John Mangum, SFS director of artistic planning, who assists music director Michael Tilson Thomas with programming, says the reason is obvious:
"Beethoven is the composer who speaks most directly to the largest number of audience, best-known, most universally recognized, a revolutionary creator, forerunner to many 20th-century greats. Without Beethoven, Mahler for example, couldn't have become who he was."
The relationship is also personal. As most music lovers, Mangum too had an early experience with Beethoven. Born and raised in Danville, before a career with the New York Philharmonic, Mangum's "introduction to music was right here, in Davies Hall, Roger Norrington conducting Beethoven's Eighth and Ninth symphonies." (Girding the globe under the sign of Beethoven, my own "first" was the Seventh Symphony in Budapest's Franz Liszt Academy.)
The SFS festival is part of a multi-season exploration of Beethoven's music, including acclaimed recordings of several symphonies. There is emphasis at this series of concerts on some of the composer's early works.
The festival, says MTT, "is an opportunity, in the context of major masterpieces, to hear works that were precursors to them; these are unusual pieces that many people have not had a chance to hear in live performance."
Both MTT and Mangum call attention to a special three-hour matinee event on May 4, combining performance and discussion exploring Beethoven's music and impact. Participants include John Adams, whose Beethoven-tribute Absolute Jest will be excerpted at the symposium, along with Saint Lawrence String Quartet performances of movements from Beethoven quartets that influenced Adams.
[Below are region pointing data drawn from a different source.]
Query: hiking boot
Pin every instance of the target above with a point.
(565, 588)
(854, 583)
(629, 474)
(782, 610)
Festival-opening concerts on May 2 and 3 include the 19-year-old Beethoven's Cantata on the Death of Emperor Joseph II, the Symphony Chorus performance of the song "Adelaide," and the Second Symphony. The cantata features mezzo-soprano Tamara Mumford, tenor Barry Banks, and bass-baritone Andrew Foster-Williams, all making their SFS debuts, and returning soprano Sally Matthews.
The entire Adams Absolute Jest will be given May 4, 5, and 9, in addition to the Fourth Symphony, tenor Michael Fabiano performing the Beethoven song cycle To the Distant Beloved, and the SFS premiere of the Three Equali for Four Trombones.
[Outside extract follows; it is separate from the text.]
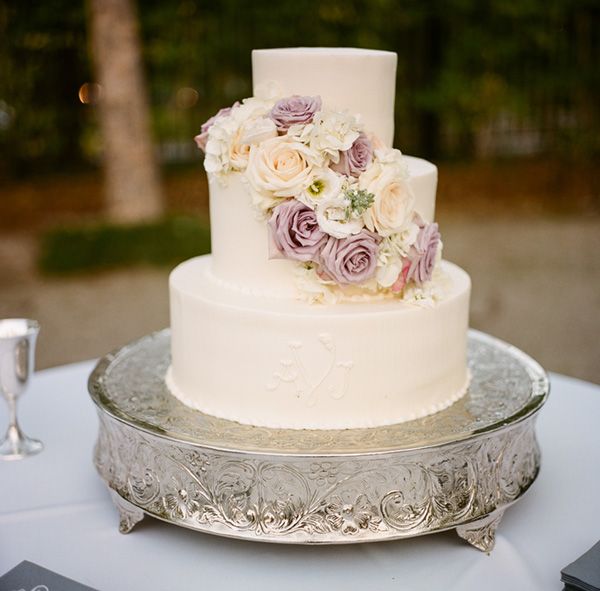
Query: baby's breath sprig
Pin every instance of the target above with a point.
(359, 201)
Beethoven holds a place of honor in the history of the trombone as the first major composer to employ it in the orchestration of symphonies, beginning with his Symphonies Nos. 5 and 6.
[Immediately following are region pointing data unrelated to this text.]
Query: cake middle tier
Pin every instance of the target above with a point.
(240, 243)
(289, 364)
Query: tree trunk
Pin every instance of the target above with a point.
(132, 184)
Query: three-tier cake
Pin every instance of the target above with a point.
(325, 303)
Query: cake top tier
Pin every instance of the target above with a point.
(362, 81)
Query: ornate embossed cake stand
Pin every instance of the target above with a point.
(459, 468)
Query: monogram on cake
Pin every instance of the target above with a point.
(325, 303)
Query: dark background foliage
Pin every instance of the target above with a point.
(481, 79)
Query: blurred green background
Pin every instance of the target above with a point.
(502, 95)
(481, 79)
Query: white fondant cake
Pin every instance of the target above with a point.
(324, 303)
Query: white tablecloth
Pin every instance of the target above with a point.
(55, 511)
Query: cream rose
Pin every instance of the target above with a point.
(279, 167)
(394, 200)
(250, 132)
Beethoven's late masterpiece, Missa solemnis" — with Fabiano, soprano Laura Claycomb, mezzo Sasha Cooke, and bass Shenyang — returns, paired with excerpts from Palestrina's 1562 Mass for Pope Marcellus II on Program 3, May 10 and 11. (Marcello Cervini degli Spannochi died on May 1, 1555, three weeks after becoming Pope; and yet, there were five Popes with even shorter reign — music festivals can serve as an important learning opportunity.)